While working on the case with her husband, tax lawyer Martin D. Ginsburg, Ruth Bader Ginsburg sought institutional support from the ACLU. She wrote a letter to Mr. Wulf to persuade him to get involved, incorporating playful references to “Ruddigore,” a comic opera by Gilbert and Sullivan, which Mr. Wulf had performed in while working at a Jewish summer camp in the Adirondacks that she had attended as a child.

The case was “as neat a craft as one could find” to test sex-based discrimination, Ginsburg wrote, according to Jane Sherron de Hart’s 2018 book “Ruth Bader Ginsburg: A Life.” “We will take the case to the Tenth Circuit,” Ginsburg added, “and if our achievement is not glorious there, we will make a valorous try at the Supreme Court.”

Mr. Wulf agreed to finance the case through the ACLU, and in 1972 the U.S. Court of Appeals for the 10th Circuit sided with Moritz, ruling that sex-based discrimination violated the Constitution’s Equal Protection Clause.

The case drew renewed attention after it was featured in the 2018 movie “On the Basis of Sex,” which starred Felicity Jones as Ginsburg.
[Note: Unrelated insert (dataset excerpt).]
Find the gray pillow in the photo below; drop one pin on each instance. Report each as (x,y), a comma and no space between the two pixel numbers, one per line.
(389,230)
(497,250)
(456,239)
Justin Theroux played a brusque, blustering Mr. Wulf, much to his annoyance. A moot-court scene in which his character “was very harsh” with Ginsburg “never happened,” he told the website Above the Law. And according to his family, that was far from the only difference between Mr. Wulf and his Hollywood depiction.

“In the movie, the guy wore polyester suits, which my dad would never have been caught dead in,” his daughter Jane said in a phone interview. After all, she noted, Mr. Wulf’s father owned a menswear company that manufactured suits and coats. Mr. Wulf, who had worked on the suit-cutting floor, would dress “only in Brooks Brothers,” she said with a laugh, “very carefully tailored.”

The younger of two children, Melvin Lawrence Wulf was born in Brooklyn on Nov. 1, 1927. His father was a Jewish immigrant from Latvia, and his mother was a homemaker, herself the daughter of immigrants. When Mr. Wulf was 8, the family moved to Troy, N.Y., where his father had a clothing factory.

Mr. Wulf planned to enter the family business and studied for several years at the Lowell Textile Institute in Massachusetts. He changed his mind after a friend “turned him on to politics,” his daughter said, and he transferred to Columbia University, receiving a bachelor’s degree in economics in 1952 and graduating from Columbia Law School in 1955.

After serving as a Navy legal officer, he joined the ACLU in 1958 as a deputy to legal director Rowland Watts, whom he succeeded four years later. That same year, he married Deirdre Howard, an English-born writer and consultant on women’s health and population issues. In addition to his wife and daughter, Jane, survivors include another daughter, Laura Wulf; a sister; and a grandson.

Mr. Wulf was forced to resign after 15 years as the ACLU’s legal director because of what he described as “irreconcilable differences” with the organization’s leadership. In 1978, he started a public interest law firm with Alan Levine and Ramsey Clark, the former U.S. attorney general.

The firm successfully challenged a book ban at a Long Island school district and represented clients including Frank Serpico, the whistleblowing New York police detective, and Philip Agee, a former CIA officer whose passport was revoked after he became an outspoken critic of the intelligence agency. Mr. Wulf argued in front of the Supreme Court in an unsuccessful effort to get Agee’s passport reinstated.

In 1983, Clark, Wulf & Levine disbanded because of what the partners described as skyrocketing costs and limited financial returns. Mr. Wulf, who said he was trying to make enough money to put his daughters through college, joined another New York law firm, Beldock Levine & Hoffman, and worked there until retiring in 2009.

“I think it is economically impossible to sustain in this economy, or in any economy, an exclusively civil-liberties practice,” he told the New York Times after the demise of his partnership with Clark and Levine. “I think that if we couldn’t do it, it can’t be done.”